Recordings were performed under anesthesia once a week on each monkey. The trained monkeys underwent training on the other days of the week. Recording sessions began with the induction of anesthesia with ketamine hydrochloride (10 mg/kg im). An endotracheal cannula was inserted through the tracheal opening, and a small hole was made in the resin-coated skull. Throughout the recording session, animals were immobilized with pancuronium bromide (0.08 mg/kg im, followed by 0.024 mg·kg
1·h
1 im), and the anesthesia was maintained by artificial ventilation with a mixture of N2O and O2 (70:30). The depth of anesthesia was assessed by monitoring the electrocardiogram and electroencephalogram, with isoflurane added to the gas mixture when necessary. Atropine sulfate (0.5 mg) was subcutaneously administered every 3 h to reduce salivation.
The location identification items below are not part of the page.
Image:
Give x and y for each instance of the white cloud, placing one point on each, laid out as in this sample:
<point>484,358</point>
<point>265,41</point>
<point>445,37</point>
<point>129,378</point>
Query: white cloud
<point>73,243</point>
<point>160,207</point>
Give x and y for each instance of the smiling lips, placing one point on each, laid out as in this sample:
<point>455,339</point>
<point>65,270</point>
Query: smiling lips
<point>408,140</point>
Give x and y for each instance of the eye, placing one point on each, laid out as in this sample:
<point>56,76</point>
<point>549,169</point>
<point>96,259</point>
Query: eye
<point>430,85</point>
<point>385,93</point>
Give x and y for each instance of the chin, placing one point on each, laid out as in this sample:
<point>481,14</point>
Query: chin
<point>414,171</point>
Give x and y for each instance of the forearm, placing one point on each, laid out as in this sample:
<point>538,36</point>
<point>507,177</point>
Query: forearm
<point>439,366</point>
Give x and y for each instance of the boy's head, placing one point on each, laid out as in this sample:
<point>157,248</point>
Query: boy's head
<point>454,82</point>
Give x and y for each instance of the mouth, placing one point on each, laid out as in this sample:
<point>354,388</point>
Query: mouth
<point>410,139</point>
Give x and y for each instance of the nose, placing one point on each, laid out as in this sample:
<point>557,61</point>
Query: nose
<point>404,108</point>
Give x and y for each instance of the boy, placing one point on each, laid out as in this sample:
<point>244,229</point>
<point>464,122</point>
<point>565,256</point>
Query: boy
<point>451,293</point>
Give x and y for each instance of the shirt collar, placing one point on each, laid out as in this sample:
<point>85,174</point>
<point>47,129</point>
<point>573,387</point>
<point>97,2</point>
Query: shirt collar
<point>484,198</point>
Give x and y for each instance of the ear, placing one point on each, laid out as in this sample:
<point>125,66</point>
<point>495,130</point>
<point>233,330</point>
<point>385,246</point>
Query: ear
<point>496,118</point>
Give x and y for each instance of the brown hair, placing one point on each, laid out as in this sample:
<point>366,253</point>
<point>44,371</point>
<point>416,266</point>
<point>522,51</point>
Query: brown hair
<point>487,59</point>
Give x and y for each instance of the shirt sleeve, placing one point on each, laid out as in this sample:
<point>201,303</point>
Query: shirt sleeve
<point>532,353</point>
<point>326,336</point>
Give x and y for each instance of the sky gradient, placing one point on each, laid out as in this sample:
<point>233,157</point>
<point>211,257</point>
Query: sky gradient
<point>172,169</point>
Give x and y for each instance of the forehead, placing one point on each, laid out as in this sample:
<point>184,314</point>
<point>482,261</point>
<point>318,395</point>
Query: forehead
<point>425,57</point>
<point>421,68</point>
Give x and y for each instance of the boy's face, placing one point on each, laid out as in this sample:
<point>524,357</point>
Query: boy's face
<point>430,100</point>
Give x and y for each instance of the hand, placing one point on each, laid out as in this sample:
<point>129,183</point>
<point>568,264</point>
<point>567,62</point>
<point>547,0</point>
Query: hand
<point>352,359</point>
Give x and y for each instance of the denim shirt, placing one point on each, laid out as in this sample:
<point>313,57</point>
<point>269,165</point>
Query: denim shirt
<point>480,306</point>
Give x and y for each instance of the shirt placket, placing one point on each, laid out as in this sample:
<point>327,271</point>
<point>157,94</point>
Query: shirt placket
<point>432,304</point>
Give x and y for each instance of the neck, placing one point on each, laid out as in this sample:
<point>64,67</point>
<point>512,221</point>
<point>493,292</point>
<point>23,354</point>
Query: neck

The pupils were dilated and the lenses relaxed by local application of 0.5% tropicamide-0.5% phenylephrine. The corneas were fitted with contact lenses of appropriate power with artificial pupils 3 mm diam so that stimulus images on a television display at 57 cm from the corneas would be focused on the retina. Several retinal landmarks, such as the intersection of blood vessels and the center of the optic disk, were projected onto the display with a reversible retinoscope (Sanso, Tokyo). The position of the fovea was determined indirectly from the positions of these landmarks by referring to the photographs of the fundus. The stimuli were presented to the eye contralateral to the recording site.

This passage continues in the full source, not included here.